Again the assumption here is that teachers of today take pains to update the requisite skills for teaching their topic.
The new middleman
Let’s look at the current scenario. Teachers are having human limitations of memory capacity as well as time to find out, read and absorb voluminous information that keeps accumulating every day. The students of today know that they need to compete not just with their peers in the class, but perhaps the world at large for the most coveted of jobs. Confronted with the various limitations suffered by the faculty, its little wonder that disillusionment sets in amongst students in their quest for cutting edge knowledge.
The powerful combination of the Personal Computer as a tool with the World Wide Web as the playing field enters now. With a click here and a search there, today’s student can seek out information from virtually unlimited sources. But the web in its form today suffers from the twin drawbacks of lack of interactiveness in the true sense of the term coupled with major communication bottlenecks.
The Road Ahead
In the book "The Road Ahead", Bill Gates talks at length about the inevitability of changing our archaic and outdated educational systems. Along with this, he has also argued (with a lot of conviction) about teachers and instructors being able to retain their jobs even in a computer-dominant world. According to Gates, this is because the net will act more as a tool rather than as a replacement to teachers per se.
Today, whenever an educational institution plans to computerize on a big scale, there is resistance from several quarters. This has been largely from the techno-phobes amongst the academics as well as the computer illiterates amongst the decision making authority like director boards.

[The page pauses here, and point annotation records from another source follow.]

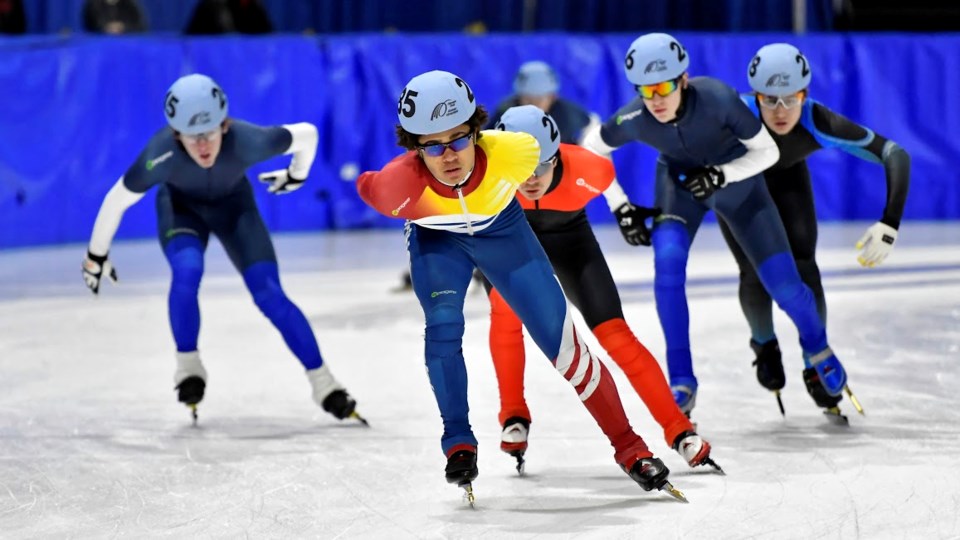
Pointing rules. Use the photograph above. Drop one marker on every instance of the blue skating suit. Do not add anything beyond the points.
(193, 203)
(708, 131)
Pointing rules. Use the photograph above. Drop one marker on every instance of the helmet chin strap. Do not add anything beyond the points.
(454, 186)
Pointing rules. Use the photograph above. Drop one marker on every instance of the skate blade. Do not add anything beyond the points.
(468, 494)
(836, 417)
(854, 400)
(709, 461)
(193, 413)
(668, 488)
(521, 465)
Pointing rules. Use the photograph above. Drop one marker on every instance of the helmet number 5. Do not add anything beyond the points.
(406, 106)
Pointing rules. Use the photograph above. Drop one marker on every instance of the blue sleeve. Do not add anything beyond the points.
(620, 128)
(152, 166)
(260, 143)
(740, 119)
(832, 129)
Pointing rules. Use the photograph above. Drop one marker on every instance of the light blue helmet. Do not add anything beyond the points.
(530, 119)
(535, 79)
(654, 58)
(195, 104)
(435, 101)
(779, 69)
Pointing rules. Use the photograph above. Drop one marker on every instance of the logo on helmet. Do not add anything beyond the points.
(778, 80)
(199, 119)
(656, 66)
(444, 108)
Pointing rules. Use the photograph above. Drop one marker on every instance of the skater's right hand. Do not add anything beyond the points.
(94, 266)
(632, 221)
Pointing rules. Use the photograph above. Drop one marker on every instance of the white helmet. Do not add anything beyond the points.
(654, 58)
(435, 101)
(195, 104)
(532, 120)
(779, 69)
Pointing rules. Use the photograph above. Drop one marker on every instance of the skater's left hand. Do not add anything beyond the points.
(876, 244)
(280, 181)
(702, 182)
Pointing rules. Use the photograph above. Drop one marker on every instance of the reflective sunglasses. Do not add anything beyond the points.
(457, 145)
(544, 167)
(664, 89)
(788, 102)
(200, 137)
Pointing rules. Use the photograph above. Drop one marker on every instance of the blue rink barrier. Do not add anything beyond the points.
(77, 110)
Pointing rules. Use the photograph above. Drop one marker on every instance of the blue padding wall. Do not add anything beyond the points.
(76, 111)
(329, 16)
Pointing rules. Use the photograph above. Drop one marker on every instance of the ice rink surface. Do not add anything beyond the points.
(94, 445)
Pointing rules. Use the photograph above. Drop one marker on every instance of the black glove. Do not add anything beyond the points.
(280, 181)
(703, 182)
(632, 222)
(94, 267)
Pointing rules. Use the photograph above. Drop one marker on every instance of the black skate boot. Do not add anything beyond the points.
(651, 473)
(820, 396)
(190, 381)
(513, 439)
(695, 450)
(331, 396)
(190, 390)
(769, 364)
(339, 404)
(462, 469)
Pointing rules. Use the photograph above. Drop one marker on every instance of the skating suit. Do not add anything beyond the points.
(789, 184)
(709, 129)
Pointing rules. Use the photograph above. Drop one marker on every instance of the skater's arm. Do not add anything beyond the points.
(835, 130)
(118, 199)
(303, 146)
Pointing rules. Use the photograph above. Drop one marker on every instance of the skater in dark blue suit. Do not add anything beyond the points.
(199, 164)
(713, 150)
(780, 75)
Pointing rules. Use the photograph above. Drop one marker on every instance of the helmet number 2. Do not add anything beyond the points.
(804, 69)
(406, 106)
(548, 123)
(674, 46)
(218, 94)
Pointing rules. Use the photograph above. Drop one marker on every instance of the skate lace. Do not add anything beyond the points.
(515, 433)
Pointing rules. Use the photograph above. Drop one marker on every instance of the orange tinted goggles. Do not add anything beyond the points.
(664, 89)
(788, 102)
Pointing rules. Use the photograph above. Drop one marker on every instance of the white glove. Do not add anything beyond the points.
(876, 244)
(280, 181)
(94, 267)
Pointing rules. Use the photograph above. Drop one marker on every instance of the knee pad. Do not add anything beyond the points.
(779, 274)
(671, 245)
(444, 332)
(185, 254)
(263, 282)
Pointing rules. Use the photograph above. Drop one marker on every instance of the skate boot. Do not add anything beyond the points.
(685, 394)
(651, 474)
(328, 393)
(406, 283)
(769, 364)
(190, 380)
(513, 440)
(462, 468)
(833, 377)
(695, 450)
(820, 396)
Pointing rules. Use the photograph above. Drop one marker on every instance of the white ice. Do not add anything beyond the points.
(94, 445)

Perhaps an argument as the one Gates puts forward might melt the resistance to computerization (and to the Internet) from the various arms of the academic world due to budgetary constraints or otherwise. However, this does not tackle the sheer redundancy of having an instructor when the net by itself becomes highly interactive as well intuitive.
Death of the Information Postmen
Today, we require lecturers, professors and so on to explain and elucidate information that vexes the student. The teacher's value addition lies in imparting complex knowledge in a simple manner. The moment that disappears, the teacher becomes nothing more than an "information postman". In fact, even in the current print era, we have a lot of such teachers (or postmen, if you may) who read out from prescribed textbooks without a single original contribution in content or in methodology to make the student's understanding process quicker.
The value addition provided by today’s teacher will dwindle as more and more activities get performed with the help of the Personal Computer. Under such circumstances, the teachers of tomorrow will have to do a thorough rethinking as to what their role should be.
Academicians for the millennium
In the future, we would not require teachers who will act as web-browsers and link-finders as students will very well do these jobs themselves. The experience obtained primarily thorough biological age will amount to nothing as a person's competence will lie in absorbing and comprehending vast amounts of information within his domain of specialization in the quickest way possible. Sadly for the teachers in the older mould, this would mean confronting fresh chunks of information every moment in the career.
Thus the survival of the teacher of tomorrow will depend on (i) sheer ability to keep his/her foot on the ground when challenged with surging currents of cluttered data and (ii) ability to sieve, assimilate and explain newest among the new information quickly. The knowledge gap between the teacher and the pupil is an occupational necessity. If it vanishes, it will bring to question the raison d'être of the teacher.
Then again, today (and maybe even tomorrow), there
are a lot of people who understand things better by listening to talks
and lectures rather than going through the printed word or the monitor
screen. Probably, in that sense, only a "human teacher" and not a cold,
unsentimental monitor screen, can provide the personal touch of a guide
and be a truly interactive instructor.